Я изобразила оскорбленность недоверием к моим умственным возможностям. Он продолжал:
– Вы правы совершенно. Кроме вас, это и другие понимают. В том числе, государственные люди. И реформы идут. Закон от 1881 года отменили, горную подать в золотодобыче заменили промысловым налогом, как во всей металлургии. В прошлом году разрешили наконец беспошлинно ввозить оборудование из-за границы, значит, можно современные машины на приисках ставить. Денежная реформа, переход на золотой запас вовсю идет…

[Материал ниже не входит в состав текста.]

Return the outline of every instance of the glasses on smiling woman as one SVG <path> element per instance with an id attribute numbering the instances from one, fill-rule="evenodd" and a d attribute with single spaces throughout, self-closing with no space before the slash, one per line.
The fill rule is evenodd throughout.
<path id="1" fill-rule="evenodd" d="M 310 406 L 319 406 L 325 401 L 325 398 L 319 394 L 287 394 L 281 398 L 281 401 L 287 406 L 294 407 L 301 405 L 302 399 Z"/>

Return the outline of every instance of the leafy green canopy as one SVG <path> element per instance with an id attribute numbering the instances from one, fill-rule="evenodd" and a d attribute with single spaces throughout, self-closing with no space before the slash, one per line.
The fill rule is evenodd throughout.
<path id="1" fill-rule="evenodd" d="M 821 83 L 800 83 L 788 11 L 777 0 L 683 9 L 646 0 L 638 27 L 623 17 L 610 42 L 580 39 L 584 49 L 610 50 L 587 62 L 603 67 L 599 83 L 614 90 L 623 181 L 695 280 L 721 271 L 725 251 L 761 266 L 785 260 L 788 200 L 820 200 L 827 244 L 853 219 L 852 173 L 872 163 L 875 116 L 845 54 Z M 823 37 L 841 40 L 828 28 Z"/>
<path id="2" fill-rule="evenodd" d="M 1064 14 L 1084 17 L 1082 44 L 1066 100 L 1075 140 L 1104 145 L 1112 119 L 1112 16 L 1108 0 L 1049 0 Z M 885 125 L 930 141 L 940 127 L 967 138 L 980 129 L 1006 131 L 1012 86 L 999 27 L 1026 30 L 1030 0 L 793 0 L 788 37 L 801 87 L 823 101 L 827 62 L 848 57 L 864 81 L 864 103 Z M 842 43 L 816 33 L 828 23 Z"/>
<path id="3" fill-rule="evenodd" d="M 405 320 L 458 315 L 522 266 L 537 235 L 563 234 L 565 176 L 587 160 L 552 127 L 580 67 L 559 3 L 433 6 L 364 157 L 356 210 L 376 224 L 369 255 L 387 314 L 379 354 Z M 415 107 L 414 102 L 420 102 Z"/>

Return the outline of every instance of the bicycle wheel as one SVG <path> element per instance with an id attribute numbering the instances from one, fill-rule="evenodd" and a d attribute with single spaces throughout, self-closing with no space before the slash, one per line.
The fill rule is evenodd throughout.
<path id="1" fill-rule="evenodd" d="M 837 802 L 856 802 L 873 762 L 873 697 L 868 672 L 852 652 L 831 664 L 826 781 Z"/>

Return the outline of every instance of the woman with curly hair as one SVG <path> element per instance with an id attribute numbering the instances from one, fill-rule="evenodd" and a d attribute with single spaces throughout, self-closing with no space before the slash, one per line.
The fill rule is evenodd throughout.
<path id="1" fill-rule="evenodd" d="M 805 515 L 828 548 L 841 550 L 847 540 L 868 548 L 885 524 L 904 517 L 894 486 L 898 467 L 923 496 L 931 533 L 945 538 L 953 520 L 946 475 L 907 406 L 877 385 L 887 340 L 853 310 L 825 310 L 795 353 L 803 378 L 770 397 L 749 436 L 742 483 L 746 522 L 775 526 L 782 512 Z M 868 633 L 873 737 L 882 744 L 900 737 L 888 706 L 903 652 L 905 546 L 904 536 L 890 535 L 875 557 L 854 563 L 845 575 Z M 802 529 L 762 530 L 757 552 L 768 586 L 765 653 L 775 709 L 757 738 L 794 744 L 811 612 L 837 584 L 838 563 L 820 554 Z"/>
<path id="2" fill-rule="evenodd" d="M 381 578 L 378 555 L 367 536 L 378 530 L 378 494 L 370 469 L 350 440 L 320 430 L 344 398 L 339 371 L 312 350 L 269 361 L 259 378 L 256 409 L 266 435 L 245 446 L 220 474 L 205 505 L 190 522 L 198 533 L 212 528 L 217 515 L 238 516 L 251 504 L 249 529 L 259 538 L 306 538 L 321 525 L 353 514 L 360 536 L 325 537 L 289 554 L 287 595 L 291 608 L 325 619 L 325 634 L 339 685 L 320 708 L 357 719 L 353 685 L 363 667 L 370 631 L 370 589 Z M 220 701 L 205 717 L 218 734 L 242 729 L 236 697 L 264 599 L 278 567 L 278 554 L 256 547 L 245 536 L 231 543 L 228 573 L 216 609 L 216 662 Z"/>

Кажется, он увлекся и забыл, с кем говорит. Я слушала внимательно, кивала, поддакивала. В конце сомнений не оставалось: о чужом и пустом так не рассказывают. Все, о чем здесь говорено, касается Николаши очень тесно. Так и следует Софи передать.
Вечер, между тем, шел своим чередом. Какие-то девицы играли в зале на флейтах. Еще одна пела что-то восточное. Мимоходом подумала: те или не те? – но уж интереса почему-то не было никакого…
Неужели я ЕГО больше никогда не увижу?!!
Софи бесилась все более оттого, что мужчины (Измайлов и Даса) ее тихонько отодвинули в сторону, как она прежде Дасиных учениц, и, приняв к себе Петра Николаевича, заговорили о чем-то философском (этого Софи с юности терпеть не может).
Я слыхала только обрывки.
– …Но если не крестьянство и не пролетариат, то – кто же?
– …Интеллигенция, просвещенные люди, пронизать религиозность интеллектуальной наукой…
– …Помилуйте, но этого же не может быть…
– … наступает шестая послеатлантическая эпоха…
– … старая мистика, учиться у Европы, просвещение…
И вдруг легко запомнившаяся чеканная формулировка Дасы:
– …энергетически возможно, так как в России интеллигенция преследуется, в средней Европе она приручается, а на Западе – уже рождается ручной!
Андрей Андреевич зааплодировал. Софи сморщилась так, словно пожевала хинина. Я почувствовала, что грядет взрыв, но сделать уж ничего не могла. Разве что увести Андрея Андреевича? Но по какому праву…
На «текущих задачах британских оккультных братств» терпение Софи, как я и ожидала, истощилось.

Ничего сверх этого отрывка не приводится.